This week, President Barack Obama nominated Kansas Governor Kathleen Sebelius as Secretary of Health and Human Services. He also appointed Nancy-Ann DeParle "health czar" (a/k/a chief of the White House office on health reform). Making those selections, however, was the easy part of his overall task: to bring about consensus between Republicans and Democrats on how to tackle much-needed fundamental changes to the U.S. healthcare system.
Members of both parties agree that it is imperative that they figure out ways to reduce healthcare costs and allow the 45 million Americans who don't currently have health insurance to obtain coverage. However, most Democrats in Congress would prefer that the government be more actively involved in the effort, while Republicans tend to favor a less direct approach.
During his presidential campaign, Mr. Obama suggested that large businesses be required to offer coverage for their workers, while small businesses would get a tax credit if they offer coverage to theirs. Left unspoken was the degree to which the government would be involved in establishing requirements for specific types of coverage.

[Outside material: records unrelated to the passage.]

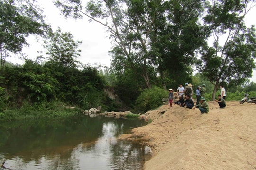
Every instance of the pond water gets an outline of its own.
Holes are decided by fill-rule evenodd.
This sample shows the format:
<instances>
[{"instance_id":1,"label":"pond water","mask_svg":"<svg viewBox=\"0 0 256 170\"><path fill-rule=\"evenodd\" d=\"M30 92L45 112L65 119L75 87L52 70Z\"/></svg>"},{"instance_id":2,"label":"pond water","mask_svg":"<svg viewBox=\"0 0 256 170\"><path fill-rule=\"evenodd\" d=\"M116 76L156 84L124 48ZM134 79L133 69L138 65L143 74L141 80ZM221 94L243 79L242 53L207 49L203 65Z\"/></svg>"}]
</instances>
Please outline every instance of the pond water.
<instances>
[{"instance_id":1,"label":"pond water","mask_svg":"<svg viewBox=\"0 0 256 170\"><path fill-rule=\"evenodd\" d=\"M11 170L140 170L150 149L117 138L146 124L103 116L1 123L0 164L5 160Z\"/></svg>"}]
</instances>

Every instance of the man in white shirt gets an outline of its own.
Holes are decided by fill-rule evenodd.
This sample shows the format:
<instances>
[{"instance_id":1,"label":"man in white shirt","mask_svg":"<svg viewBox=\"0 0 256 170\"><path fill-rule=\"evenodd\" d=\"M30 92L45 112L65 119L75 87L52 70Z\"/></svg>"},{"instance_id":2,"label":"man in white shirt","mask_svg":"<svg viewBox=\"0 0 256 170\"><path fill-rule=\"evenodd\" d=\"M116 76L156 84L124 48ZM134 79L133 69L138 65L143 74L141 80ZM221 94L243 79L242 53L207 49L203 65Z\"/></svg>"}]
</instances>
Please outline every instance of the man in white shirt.
<instances>
[{"instance_id":1,"label":"man in white shirt","mask_svg":"<svg viewBox=\"0 0 256 170\"><path fill-rule=\"evenodd\" d=\"M180 84L180 86L177 89L177 92L179 95L182 96L182 98L184 97L184 92L185 92L185 89L182 86L182 84Z\"/></svg>"},{"instance_id":2,"label":"man in white shirt","mask_svg":"<svg viewBox=\"0 0 256 170\"><path fill-rule=\"evenodd\" d=\"M222 85L219 86L219 88L220 89L220 95L221 95L221 97L223 98L223 99L226 99L226 90L224 88L223 86Z\"/></svg>"}]
</instances>

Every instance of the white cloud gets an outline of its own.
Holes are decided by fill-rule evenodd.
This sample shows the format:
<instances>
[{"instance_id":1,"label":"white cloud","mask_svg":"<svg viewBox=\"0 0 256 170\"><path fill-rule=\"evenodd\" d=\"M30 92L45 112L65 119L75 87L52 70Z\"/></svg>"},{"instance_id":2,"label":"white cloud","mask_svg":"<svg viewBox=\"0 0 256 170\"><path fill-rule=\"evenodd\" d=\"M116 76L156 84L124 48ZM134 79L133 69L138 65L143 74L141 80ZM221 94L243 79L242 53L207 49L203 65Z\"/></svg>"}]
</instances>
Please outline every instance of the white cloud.
<instances>
[{"instance_id":1,"label":"white cloud","mask_svg":"<svg viewBox=\"0 0 256 170\"><path fill-rule=\"evenodd\" d=\"M80 46L82 50L81 56L77 60L84 64L101 63L110 66L110 57L108 52L111 50L111 42L108 39L109 34L103 26L99 23L90 23L86 17L82 20L66 19L60 14L60 11L52 2L52 0L40 0L38 4L44 8L44 14L46 17L46 22L51 23L53 29L55 31L58 27L63 32L69 32L74 36L75 40L82 40ZM245 22L247 26L256 25L256 8L255 7L247 14ZM35 59L38 55L37 51L43 51L42 42L37 42L35 37L27 38L30 46L24 48L22 52L28 55L29 58ZM21 63L18 59L8 58L8 61ZM256 82L256 70L254 70L251 81Z\"/></svg>"}]
</instances>

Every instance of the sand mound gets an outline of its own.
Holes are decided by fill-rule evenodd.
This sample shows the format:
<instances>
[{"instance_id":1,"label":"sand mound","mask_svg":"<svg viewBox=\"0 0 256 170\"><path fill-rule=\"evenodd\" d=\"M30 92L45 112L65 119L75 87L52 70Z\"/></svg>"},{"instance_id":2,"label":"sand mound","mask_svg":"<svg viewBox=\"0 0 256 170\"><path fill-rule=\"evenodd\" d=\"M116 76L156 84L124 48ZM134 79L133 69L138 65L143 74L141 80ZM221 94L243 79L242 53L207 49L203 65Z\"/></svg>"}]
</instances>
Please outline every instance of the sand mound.
<instances>
[{"instance_id":1,"label":"sand mound","mask_svg":"<svg viewBox=\"0 0 256 170\"><path fill-rule=\"evenodd\" d=\"M152 122L126 136L152 149L145 170L256 169L256 104L208 103L208 114L177 105L146 114Z\"/></svg>"}]
</instances>

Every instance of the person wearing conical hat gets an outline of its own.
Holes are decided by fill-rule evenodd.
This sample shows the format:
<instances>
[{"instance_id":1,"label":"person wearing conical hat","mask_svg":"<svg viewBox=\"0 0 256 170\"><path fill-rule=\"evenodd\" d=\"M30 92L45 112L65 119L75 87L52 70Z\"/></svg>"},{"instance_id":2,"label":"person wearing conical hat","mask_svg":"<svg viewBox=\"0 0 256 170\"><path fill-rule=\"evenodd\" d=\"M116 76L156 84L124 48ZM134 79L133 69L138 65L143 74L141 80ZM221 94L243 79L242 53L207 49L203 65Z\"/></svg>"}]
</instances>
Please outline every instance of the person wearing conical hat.
<instances>
[{"instance_id":1,"label":"person wearing conical hat","mask_svg":"<svg viewBox=\"0 0 256 170\"><path fill-rule=\"evenodd\" d=\"M200 100L199 104L194 106L193 109L198 108L201 113L208 113L209 111L209 105L206 100L204 97L201 97Z\"/></svg>"},{"instance_id":2,"label":"person wearing conical hat","mask_svg":"<svg viewBox=\"0 0 256 170\"><path fill-rule=\"evenodd\" d=\"M169 91L169 97L168 99L170 102L170 106L172 107L173 104L173 100L174 99L174 90L171 88L168 90Z\"/></svg>"}]
</instances>

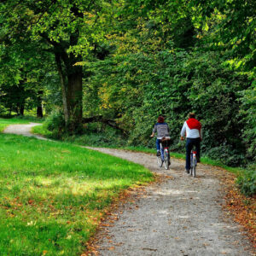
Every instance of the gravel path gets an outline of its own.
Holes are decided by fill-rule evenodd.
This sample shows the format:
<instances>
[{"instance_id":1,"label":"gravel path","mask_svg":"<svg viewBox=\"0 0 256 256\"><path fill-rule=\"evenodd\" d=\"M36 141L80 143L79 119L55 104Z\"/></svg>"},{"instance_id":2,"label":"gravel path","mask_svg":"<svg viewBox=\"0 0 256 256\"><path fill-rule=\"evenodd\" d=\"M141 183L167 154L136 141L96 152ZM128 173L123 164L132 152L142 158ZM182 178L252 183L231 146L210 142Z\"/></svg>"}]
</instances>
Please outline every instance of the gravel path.
<instances>
[{"instance_id":1,"label":"gravel path","mask_svg":"<svg viewBox=\"0 0 256 256\"><path fill-rule=\"evenodd\" d=\"M135 195L135 202L126 203L102 225L96 237L101 255L255 255L241 227L222 210L219 180L226 172L198 165L198 177L193 178L185 174L183 160L172 159L171 170L166 171L157 167L154 155L90 148L164 176L164 182Z\"/></svg>"},{"instance_id":2,"label":"gravel path","mask_svg":"<svg viewBox=\"0 0 256 256\"><path fill-rule=\"evenodd\" d=\"M5 133L32 135L40 124L9 125ZM220 168L199 164L197 177L184 172L184 161L172 159L171 170L157 167L154 155L95 148L141 165L162 177L135 193L102 224L96 241L101 255L255 255L241 227L222 210Z\"/></svg>"}]
</instances>

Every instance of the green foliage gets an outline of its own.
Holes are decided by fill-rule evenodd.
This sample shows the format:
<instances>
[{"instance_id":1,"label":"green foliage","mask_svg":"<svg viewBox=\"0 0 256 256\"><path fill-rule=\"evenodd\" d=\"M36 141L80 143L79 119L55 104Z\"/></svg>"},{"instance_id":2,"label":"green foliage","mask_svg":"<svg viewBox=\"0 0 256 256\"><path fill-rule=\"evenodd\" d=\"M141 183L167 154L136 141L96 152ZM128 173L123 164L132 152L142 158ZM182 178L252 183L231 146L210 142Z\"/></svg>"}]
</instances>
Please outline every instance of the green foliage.
<instances>
[{"instance_id":1,"label":"green foliage","mask_svg":"<svg viewBox=\"0 0 256 256\"><path fill-rule=\"evenodd\" d=\"M236 180L236 183L241 193L247 196L256 195L255 170L246 171L242 175L240 175Z\"/></svg>"},{"instance_id":2,"label":"green foliage","mask_svg":"<svg viewBox=\"0 0 256 256\"><path fill-rule=\"evenodd\" d=\"M157 116L163 114L171 128L172 148L183 150L180 129L188 113L195 111L203 125L203 152L225 165L244 165L249 159L242 140L247 113L241 102L251 83L225 67L224 60L218 52L201 50L118 56L90 67L96 72L89 84L98 85L94 91L86 89L86 95L97 95L101 114L118 113L130 145L154 147L148 137Z\"/></svg>"}]
</instances>

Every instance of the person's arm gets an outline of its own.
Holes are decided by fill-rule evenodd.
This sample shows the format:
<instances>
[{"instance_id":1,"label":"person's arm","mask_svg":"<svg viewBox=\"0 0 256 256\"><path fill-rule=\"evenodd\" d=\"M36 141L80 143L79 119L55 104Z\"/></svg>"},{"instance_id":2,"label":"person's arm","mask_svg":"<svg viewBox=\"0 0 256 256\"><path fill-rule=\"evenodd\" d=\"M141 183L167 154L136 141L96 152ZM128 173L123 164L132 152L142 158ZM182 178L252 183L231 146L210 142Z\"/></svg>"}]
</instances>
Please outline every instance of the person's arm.
<instances>
[{"instance_id":1,"label":"person's arm","mask_svg":"<svg viewBox=\"0 0 256 256\"><path fill-rule=\"evenodd\" d=\"M185 137L185 134L186 134L186 125L185 125L186 122L183 124L183 126L182 128L182 131L180 132L180 139L182 141L184 140L184 137Z\"/></svg>"},{"instance_id":2,"label":"person's arm","mask_svg":"<svg viewBox=\"0 0 256 256\"><path fill-rule=\"evenodd\" d=\"M202 140L202 129L201 128L199 131L199 135L200 135L201 140Z\"/></svg>"}]
</instances>

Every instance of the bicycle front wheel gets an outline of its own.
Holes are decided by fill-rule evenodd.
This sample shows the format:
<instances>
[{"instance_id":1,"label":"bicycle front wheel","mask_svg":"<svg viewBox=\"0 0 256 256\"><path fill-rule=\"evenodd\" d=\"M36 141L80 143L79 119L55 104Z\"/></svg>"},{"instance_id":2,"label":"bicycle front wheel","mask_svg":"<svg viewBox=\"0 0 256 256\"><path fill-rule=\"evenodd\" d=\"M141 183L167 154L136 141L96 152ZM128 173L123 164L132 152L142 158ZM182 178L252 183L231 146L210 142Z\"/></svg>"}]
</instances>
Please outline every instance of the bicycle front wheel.
<instances>
[{"instance_id":1,"label":"bicycle front wheel","mask_svg":"<svg viewBox=\"0 0 256 256\"><path fill-rule=\"evenodd\" d=\"M196 160L195 158L193 159L193 168L192 168L192 176L195 177L195 166L196 166Z\"/></svg>"},{"instance_id":2,"label":"bicycle front wheel","mask_svg":"<svg viewBox=\"0 0 256 256\"><path fill-rule=\"evenodd\" d=\"M164 151L164 163L166 170L169 169L170 155L168 150Z\"/></svg>"}]
</instances>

Also during his campaign, Mr. Obama rejected the idea of requiring individuals to obtain their own insurance, similar to Massachusetts' Mandatory Health Insurance program. If the government were to do so, it would need to provide subsidies or establish a government-run insurance plan for those who can't afford to pay the premiums themselves. The President's critics who decry the possibility of "socialized medicine" would undoubtedly have a field day with this concept.
The biggest problem will be how to pay for reform, whatever form it takes. Mr. Obama proposed raising $634 billion over 10 years through tax increases and government spending cuts, but these sources will likely not be sufficient. The full cost of the President's health proposals may ultimately exceed $1 trillion over that period.